Locarno 2017 : les cinéastes du présent
Festival de Locarno. Du 2 au 12 août 2017. Films en ligne jusqu'au 20 aout.
Il y a quelques jours, le festival de Locarno mettait en ligne dix des quinze films sélectionnés dans la section Cineasti del Presente, qui est au festival suisse ce que la Semaine de la Critique est au festival de Cannes : un rendez-vous consacré aux premiers et deuxièmes longs-métrages, qu’ils soient documentaires ou de fiction. Un vivier assez prometteur dans lequel il est encore possible de puiser jusqu’au dimanche 20 août sur le site Festivalscope, qui propose ces dix films gratuitement.

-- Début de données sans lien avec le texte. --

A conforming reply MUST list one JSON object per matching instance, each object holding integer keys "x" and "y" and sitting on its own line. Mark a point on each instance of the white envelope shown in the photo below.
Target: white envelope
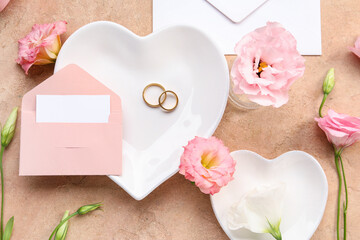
{"x": 301, "y": 18}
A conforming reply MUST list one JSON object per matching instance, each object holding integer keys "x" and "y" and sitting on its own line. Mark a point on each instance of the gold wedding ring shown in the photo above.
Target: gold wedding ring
{"x": 160, "y": 101}
{"x": 162, "y": 97}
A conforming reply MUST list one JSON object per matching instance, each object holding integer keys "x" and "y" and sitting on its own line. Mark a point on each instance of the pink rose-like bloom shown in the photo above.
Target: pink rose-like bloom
{"x": 207, "y": 163}
{"x": 356, "y": 49}
{"x": 340, "y": 129}
{"x": 267, "y": 64}
{"x": 41, "y": 46}
{"x": 3, "y": 4}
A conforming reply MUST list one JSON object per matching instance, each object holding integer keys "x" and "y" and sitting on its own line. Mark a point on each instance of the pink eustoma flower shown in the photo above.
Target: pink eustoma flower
{"x": 340, "y": 129}
{"x": 3, "y": 4}
{"x": 356, "y": 48}
{"x": 267, "y": 64}
{"x": 41, "y": 46}
{"x": 207, "y": 163}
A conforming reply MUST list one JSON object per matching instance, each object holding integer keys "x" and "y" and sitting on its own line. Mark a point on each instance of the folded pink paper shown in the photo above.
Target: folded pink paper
{"x": 55, "y": 148}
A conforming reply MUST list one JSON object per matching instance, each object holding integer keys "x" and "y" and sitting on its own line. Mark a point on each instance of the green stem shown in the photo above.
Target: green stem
{"x": 339, "y": 194}
{"x": 61, "y": 223}
{"x": 322, "y": 104}
{"x": 2, "y": 192}
{"x": 346, "y": 195}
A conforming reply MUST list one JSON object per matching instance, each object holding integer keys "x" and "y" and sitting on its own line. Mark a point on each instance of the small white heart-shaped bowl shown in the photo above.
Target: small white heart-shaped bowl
{"x": 305, "y": 199}
{"x": 182, "y": 59}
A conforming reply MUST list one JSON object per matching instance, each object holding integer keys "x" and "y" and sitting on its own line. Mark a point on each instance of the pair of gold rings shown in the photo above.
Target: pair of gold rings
{"x": 162, "y": 97}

Dans cette section, le Léopard d’Or a été remis à 3/4, du Bulgare Ilian Metev, qui était passé par la Semaine de la Critique avec son premier film Sofia’s last ambulance. Le jury présidé par le cinéaste égyptien Yousry Nasrallah a distingué ce film qui n’est certes pas le plus singulier du lot, mais qui se révèle néanmoins être une chronique familiale élégamment dosée. Trois personnages : une ado consciencieuse qui prépare un concours de piano de haute volée, son jeune frère qui ne rate jamais une occasion de transformer la vie en jeu, et leur père, prof de physique qui peine à s’impliquer comme il le faudrait dans la gestion des angoisses de sa progéniture. Le quatrième quart dont le titre suggère l’absence, c’est une mère dont on ne parlera quasiment pas mais qui n’est plus de ce monde. Metev déroule un triple portrait délicat et racé, en insistant sur les deux enfants tout en utilisant le père comme un fil rouge venant appuyer à petites touches la photo de groupe assez poignante d’une famille dont on devine en filigrane qu’elle était bien plus équilibrée lorsqu’elle était au complet.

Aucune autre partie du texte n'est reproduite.